Quisesse a irmã Lúcia conceder-nos a mercê de enviar de volta o Ary dos Santos para ele vir ver isto. Quão arrebatado ficaria. Alapado na pastelaria Vavá reformularia a sua “Tourada”. Neste Portugal não há arenas com desfiles de vaidades nem passes de muleta em falso. Em vez de uma “Tourada”, Ary encontraria uma “Goiabada”, docinha como beijos da Madonna, enfrascada seguindo as normas de higiene e qualidade. Ary reconheceria que nós pegamos o mundo pelos fundilhos do principal e fizemos da alegria, centro comercial. E cá dentro… entram polícias, procuradores e direitos humanos. E carradas de advogados. Entram carrões, cornos e alacridade. E alguns empreendedores. Soam brados e yippie ki yays. Entram os bifes depois do salmão. E na estranja… não importa objecções ou reclamações, polacos ou eleitor. Empurramos com as mãos e os pés o Tratado Reformador. E o inteligente ministro dos Negócios Estrangeiros conduz o bailado nas ruas de Viana do Castelo. Chocas, vacas, velhos doidos turísticos, com bons tachos nos seus países rodopiaram naquela dança maluca do “olhem como estamos perto do povo”. E repetiram: “como vocês são hospitaleiros”, “como vocês são hospitaleiros”… Portugal não é um rectângulo, nem um paralelepípedo, é uma fita de Möbius. Só tem uma única face. A face da verticalidade e da competência. Heróis somos. Como o herói canadiano da guitarra Pat Travers, temos unhas.

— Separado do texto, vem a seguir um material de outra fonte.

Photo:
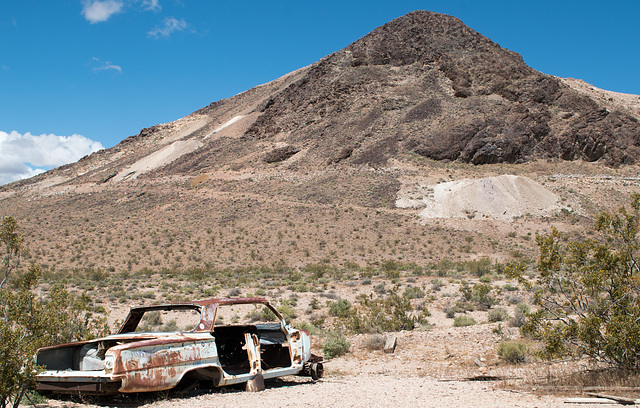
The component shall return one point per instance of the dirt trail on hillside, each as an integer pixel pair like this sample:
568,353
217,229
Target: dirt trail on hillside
499,198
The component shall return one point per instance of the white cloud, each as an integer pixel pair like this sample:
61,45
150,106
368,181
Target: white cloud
169,25
99,65
151,5
25,155
96,11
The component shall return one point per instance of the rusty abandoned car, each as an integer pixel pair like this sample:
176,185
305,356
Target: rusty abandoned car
220,342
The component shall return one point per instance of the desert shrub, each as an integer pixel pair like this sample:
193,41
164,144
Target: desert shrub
29,321
393,313
335,345
480,294
374,342
412,292
463,321
497,315
436,285
340,308
480,267
587,291
513,351
520,315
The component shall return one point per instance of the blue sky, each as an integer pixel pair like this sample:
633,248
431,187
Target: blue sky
78,75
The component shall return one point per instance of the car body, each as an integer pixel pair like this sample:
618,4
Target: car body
220,349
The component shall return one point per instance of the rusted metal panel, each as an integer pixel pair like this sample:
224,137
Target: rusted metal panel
141,362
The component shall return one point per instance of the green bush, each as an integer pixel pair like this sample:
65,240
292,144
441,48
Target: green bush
513,351
29,321
463,321
340,308
393,313
587,291
497,315
335,345
480,294
520,315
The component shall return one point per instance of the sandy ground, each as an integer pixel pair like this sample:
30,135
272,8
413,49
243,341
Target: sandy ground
371,391
429,368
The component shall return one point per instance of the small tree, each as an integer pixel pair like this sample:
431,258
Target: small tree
28,322
588,292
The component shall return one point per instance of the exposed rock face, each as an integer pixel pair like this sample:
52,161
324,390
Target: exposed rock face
439,89
422,84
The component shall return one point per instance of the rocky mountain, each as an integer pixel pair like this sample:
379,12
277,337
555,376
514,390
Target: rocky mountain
297,168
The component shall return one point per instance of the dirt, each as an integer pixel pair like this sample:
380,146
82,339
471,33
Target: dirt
434,368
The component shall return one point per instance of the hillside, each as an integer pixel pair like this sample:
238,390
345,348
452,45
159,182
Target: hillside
347,161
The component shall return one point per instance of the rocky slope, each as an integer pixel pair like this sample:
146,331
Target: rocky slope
310,167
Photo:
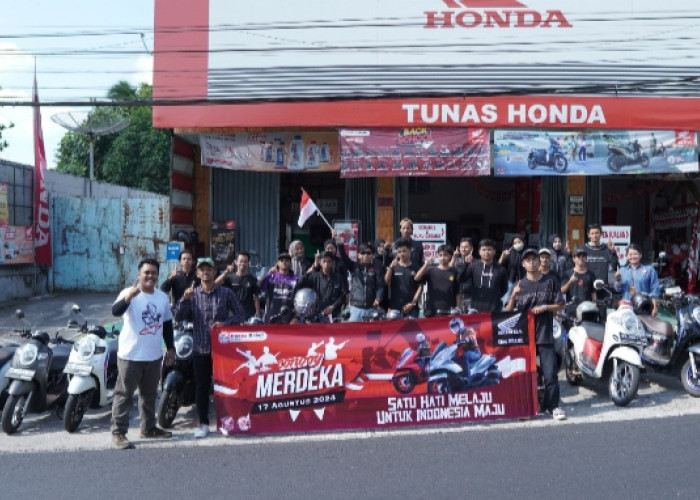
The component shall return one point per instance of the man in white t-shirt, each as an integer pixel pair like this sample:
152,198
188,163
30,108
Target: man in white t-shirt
148,323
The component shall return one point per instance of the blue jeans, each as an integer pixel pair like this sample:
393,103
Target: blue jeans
357,312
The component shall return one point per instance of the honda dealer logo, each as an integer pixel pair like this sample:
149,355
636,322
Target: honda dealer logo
493,14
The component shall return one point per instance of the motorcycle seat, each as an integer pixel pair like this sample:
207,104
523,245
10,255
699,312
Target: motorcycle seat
594,330
658,326
60,357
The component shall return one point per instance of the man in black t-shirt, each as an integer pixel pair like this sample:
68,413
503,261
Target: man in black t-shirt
400,278
442,283
540,295
244,285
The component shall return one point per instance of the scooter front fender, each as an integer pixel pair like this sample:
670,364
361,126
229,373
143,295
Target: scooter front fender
173,380
628,355
79,384
20,387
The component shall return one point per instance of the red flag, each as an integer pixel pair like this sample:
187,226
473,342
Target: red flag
307,208
42,222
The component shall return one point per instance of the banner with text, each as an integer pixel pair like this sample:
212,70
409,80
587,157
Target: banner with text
418,151
320,377
272,151
593,152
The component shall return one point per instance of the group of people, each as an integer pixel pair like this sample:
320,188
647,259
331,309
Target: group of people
391,276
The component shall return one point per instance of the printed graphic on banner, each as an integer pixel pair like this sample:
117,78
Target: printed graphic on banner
17,245
417,151
431,237
621,237
587,152
349,232
271,151
299,378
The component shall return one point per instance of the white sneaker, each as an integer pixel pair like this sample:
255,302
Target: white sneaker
201,432
558,414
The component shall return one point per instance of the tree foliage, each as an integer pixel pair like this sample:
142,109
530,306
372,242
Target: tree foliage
138,156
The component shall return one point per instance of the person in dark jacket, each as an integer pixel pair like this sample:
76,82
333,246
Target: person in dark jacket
330,286
366,281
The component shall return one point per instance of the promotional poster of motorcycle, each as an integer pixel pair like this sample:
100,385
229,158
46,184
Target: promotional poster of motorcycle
593,152
322,377
414,151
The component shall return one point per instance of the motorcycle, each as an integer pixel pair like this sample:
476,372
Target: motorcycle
557,159
178,387
619,156
412,366
36,377
91,371
596,351
668,351
461,366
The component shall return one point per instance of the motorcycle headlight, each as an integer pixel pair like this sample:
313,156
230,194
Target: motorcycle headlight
26,354
85,348
184,346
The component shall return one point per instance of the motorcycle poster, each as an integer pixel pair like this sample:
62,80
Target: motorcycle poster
594,152
414,151
373,375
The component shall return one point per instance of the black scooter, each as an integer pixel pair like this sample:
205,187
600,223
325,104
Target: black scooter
178,378
37,381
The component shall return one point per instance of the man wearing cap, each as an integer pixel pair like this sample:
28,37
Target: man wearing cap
578,282
279,286
540,295
206,305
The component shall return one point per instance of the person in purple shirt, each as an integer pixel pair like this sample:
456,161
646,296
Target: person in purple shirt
205,306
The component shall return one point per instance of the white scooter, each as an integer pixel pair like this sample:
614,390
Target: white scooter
611,351
91,370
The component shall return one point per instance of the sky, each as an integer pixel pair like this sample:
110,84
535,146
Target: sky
44,32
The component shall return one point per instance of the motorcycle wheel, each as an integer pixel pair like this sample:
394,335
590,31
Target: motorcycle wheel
75,409
560,163
614,163
168,406
624,383
404,383
572,378
13,413
690,384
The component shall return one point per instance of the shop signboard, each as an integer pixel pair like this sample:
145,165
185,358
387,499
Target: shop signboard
414,151
621,237
271,151
349,233
322,377
16,245
431,235
533,152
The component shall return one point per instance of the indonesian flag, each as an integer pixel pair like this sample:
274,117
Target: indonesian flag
42,223
307,208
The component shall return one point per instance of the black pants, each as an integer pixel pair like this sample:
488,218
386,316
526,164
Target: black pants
202,382
548,363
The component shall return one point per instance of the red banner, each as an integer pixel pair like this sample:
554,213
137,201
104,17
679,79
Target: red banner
320,377
417,151
42,224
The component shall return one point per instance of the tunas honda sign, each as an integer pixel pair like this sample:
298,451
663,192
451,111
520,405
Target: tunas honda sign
493,14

Hospitaleiros? Hospitaleiros sim “brade a Europa à terra inteira” (verso d’ “A Portuguesa” mas não incluído no nosso querido hino). Folheia-se displicentemente o jornal e os exemplos entram pelos olhos dentro. A empresa canadiana Kernow Mining mostrou interesse na exploração de ouro nas antigas minas romanas de Limarinho, em Boticas, e meteu a papelada ao Governo. Os primeiros estudos revelaram resultados animadores. Cautelosos, esses canadianos adiaram a decisão final para depois de análises mais aprofundadas. Alan Matthews, funcionário da empresa, salientou que o processo “ainda está numa fase inicial” explicando que “a mina não vai arrancar amanhã”. O canadiano não conhece a nossa fibra. Nem a santinha que vela por nós junto do divino. Quilates de ouro estão no papo. Para quê esperar? Toca a embandeirar em arco. É festa! É festa! É a corrida ao ouro! É a Califórnia finalmente! Nada de festarolas. Vamos dar uma festa de arroba. Destas organizadas pelo Fatal Bazooka em “Trankillement”.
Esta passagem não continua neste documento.